As a figurative artist, I use art to confront my inner conflicts as well as those of other people, randomly represented individuals in the urban context of New Brighton, where I live. I always try to speak about the human condition rather than the individual person.
My narratives are fragmented, characters and objects isolated and stripped down.
In 2016 I took a year-long sabbatical from art-making and did a creative writing Master’s course at Rhodes University — actually I’d been writing poetry since the 1990s. When I returned to my studio in 2017 I started on a creative process which I call deviation: to seek different interpretations and directions after each discovery.
This constant rearrangement is an attempt to express the profound duality in my own life. On one hand, an oppressive anonymity pervaded by bleak circumstances; on the other, a self-possession and ownership of my own plight.
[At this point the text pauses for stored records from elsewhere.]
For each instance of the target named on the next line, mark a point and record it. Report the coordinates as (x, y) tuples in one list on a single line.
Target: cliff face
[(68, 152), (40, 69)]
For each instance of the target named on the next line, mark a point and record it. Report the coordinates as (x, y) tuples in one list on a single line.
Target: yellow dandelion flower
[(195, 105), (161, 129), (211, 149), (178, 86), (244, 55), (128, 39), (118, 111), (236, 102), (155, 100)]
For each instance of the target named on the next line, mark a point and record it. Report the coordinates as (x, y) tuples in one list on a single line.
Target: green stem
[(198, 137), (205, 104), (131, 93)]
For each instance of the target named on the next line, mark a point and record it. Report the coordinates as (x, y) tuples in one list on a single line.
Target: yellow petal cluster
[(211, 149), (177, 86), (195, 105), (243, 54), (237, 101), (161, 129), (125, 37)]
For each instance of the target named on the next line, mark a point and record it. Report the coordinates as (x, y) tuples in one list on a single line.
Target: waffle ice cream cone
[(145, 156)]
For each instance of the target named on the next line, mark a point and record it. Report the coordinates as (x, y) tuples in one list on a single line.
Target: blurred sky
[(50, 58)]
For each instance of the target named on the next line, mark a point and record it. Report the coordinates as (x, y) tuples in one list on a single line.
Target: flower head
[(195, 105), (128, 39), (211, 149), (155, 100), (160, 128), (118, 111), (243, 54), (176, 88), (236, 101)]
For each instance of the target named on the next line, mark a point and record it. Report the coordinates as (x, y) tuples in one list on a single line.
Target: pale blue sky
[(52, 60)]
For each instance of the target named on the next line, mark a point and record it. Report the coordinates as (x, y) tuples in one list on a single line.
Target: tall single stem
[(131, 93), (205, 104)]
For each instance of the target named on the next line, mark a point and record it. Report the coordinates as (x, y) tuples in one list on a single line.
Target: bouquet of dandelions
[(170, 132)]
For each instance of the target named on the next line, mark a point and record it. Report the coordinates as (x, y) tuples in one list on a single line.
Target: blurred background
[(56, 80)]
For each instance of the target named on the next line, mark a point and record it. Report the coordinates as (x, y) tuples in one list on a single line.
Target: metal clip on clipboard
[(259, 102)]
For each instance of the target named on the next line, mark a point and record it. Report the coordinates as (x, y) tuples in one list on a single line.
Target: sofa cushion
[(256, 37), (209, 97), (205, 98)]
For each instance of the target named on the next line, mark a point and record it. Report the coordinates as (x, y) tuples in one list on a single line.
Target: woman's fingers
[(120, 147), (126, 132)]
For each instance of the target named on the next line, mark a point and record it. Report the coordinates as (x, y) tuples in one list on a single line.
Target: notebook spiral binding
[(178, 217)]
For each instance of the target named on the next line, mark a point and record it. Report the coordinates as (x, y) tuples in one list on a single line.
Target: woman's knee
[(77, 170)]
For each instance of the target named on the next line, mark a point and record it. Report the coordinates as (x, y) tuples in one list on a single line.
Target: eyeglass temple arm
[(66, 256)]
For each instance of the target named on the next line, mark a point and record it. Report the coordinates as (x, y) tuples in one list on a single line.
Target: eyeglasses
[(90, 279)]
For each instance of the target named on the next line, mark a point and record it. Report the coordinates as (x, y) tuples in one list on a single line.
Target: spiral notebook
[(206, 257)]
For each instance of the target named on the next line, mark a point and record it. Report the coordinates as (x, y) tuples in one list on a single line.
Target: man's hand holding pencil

I taught art at PE College between 2001 and 2007, and I continue to run art classes in the surrounding schools. If I get a suspicious reception from aloof teachers in broken schools, I resort to giving classes in my studio on weekends.
I always learn from the many smiling faces of the young people I encounter through teaching art. This feeds into everything — art, poetry, life itself. I respect these youths for making time for learning art through the complex and brutal realities of the township.
My first collection of poetry was published by Deep South in 2019, titled skeptical erections. In my paintings and poems, I like to dig beneath the surface of our social reflections and find what’s hidden behind the skirt of moral values. I continue to work every day in the middle of a vicious township. All my creative work has been developed here. There is a significant randomness here that is both violent and honest. I owe to this township every step back and forth of my creative work.